Daniel is a Pomodoro Technique practitioner and is co-founder of the Albuquerque Java User’s Group in Albuquerque, New Mexico. When he’s not supporting other local Java developers, Daniel spends most of his waking hours developing in and around the Java ecosystem, encompassing multiple languages and frameworks. He is author for the upcoming book ‘Testing in Scala’ and is the latest member of the No Fluff Just Stuff tour.
JodaTime is Java Date/Time and Calendering done right. There are many problems with the original Date/Time API that came prepackaged in the early Java days. There are even more problems with the subsequent Calendar API.
One of the obvious issues is that Calendar is mutable and can unintentionally be changed. Another issue is that constructing Calendars in Java involves setting certain fields at certain times during coding, but not always getting the expected result. Joda Time repairs those issues and offers a robust and immutable date, time, and duration API. In Joda Time and a Brief History of the World, I provide a quick rundown of calendaring throughout the centuries, describe UTC, compare UTC to GMT, discuss how time is calculated, and then dive into Joda Time in every popular JVM language.

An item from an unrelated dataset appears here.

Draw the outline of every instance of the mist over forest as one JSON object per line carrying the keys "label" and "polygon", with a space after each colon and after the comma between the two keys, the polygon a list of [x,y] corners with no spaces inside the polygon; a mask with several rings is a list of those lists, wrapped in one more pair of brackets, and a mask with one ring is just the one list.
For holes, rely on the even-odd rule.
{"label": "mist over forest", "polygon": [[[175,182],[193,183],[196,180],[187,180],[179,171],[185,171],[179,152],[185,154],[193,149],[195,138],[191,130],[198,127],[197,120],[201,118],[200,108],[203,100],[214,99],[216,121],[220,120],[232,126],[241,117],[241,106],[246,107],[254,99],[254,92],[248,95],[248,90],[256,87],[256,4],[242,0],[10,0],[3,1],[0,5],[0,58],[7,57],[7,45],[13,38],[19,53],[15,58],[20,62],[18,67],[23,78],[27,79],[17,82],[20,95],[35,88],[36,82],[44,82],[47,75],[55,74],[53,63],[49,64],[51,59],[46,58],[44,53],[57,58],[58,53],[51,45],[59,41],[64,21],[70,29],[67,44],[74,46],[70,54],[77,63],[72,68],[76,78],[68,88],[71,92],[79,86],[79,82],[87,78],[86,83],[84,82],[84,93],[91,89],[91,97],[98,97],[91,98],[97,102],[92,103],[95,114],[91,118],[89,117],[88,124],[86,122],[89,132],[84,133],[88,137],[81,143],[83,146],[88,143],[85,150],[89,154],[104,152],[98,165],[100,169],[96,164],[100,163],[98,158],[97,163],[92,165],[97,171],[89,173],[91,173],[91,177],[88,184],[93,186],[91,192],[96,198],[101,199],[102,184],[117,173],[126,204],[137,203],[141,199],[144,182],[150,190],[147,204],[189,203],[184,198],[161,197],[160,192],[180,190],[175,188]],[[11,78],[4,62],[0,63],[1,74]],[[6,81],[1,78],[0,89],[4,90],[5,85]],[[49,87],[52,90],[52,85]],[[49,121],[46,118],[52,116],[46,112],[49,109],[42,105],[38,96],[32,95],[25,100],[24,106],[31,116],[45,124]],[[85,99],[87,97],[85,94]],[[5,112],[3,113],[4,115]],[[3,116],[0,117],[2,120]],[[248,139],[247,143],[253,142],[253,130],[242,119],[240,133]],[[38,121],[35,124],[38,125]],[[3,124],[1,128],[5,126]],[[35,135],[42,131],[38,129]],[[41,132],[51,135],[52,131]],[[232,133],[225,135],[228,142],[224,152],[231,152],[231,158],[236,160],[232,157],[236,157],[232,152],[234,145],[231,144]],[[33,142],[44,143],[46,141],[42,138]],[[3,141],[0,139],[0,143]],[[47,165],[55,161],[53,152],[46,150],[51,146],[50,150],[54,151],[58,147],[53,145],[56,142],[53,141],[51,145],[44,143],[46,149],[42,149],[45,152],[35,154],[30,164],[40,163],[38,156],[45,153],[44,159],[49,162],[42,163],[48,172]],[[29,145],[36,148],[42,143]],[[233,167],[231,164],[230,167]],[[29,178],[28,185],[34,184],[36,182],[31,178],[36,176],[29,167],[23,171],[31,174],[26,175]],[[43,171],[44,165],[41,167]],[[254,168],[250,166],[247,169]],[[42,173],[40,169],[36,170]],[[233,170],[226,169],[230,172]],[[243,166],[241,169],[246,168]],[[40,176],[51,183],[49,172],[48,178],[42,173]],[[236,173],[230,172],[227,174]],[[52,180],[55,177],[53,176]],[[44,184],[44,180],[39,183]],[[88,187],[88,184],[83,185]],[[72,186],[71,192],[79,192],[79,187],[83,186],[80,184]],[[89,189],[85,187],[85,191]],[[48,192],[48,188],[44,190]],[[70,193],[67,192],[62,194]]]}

The end result provides the audience with compelling proof that Joda Time should always be their Date Time API of choice.
The presentation covers the Guava library developed by Google (http://code.google.com/p/guava-libraries/). Guava provides collection extensions to the Java Collection API and, along with this, a cornucopia of time-saving utilities that bring Java as close as possible to some of the more functional and dynamic language competitors like Scala, Ruby, and Clojure. The presentation focuses on the following topics: how to make Predicates and Functions; how to use new collection constructs that make life easier, including MultiMap, BiMaps, and MultiSets; how to set up and use Guava preconditions; and how to create truly immutable collections, and more. All of this is done with Java.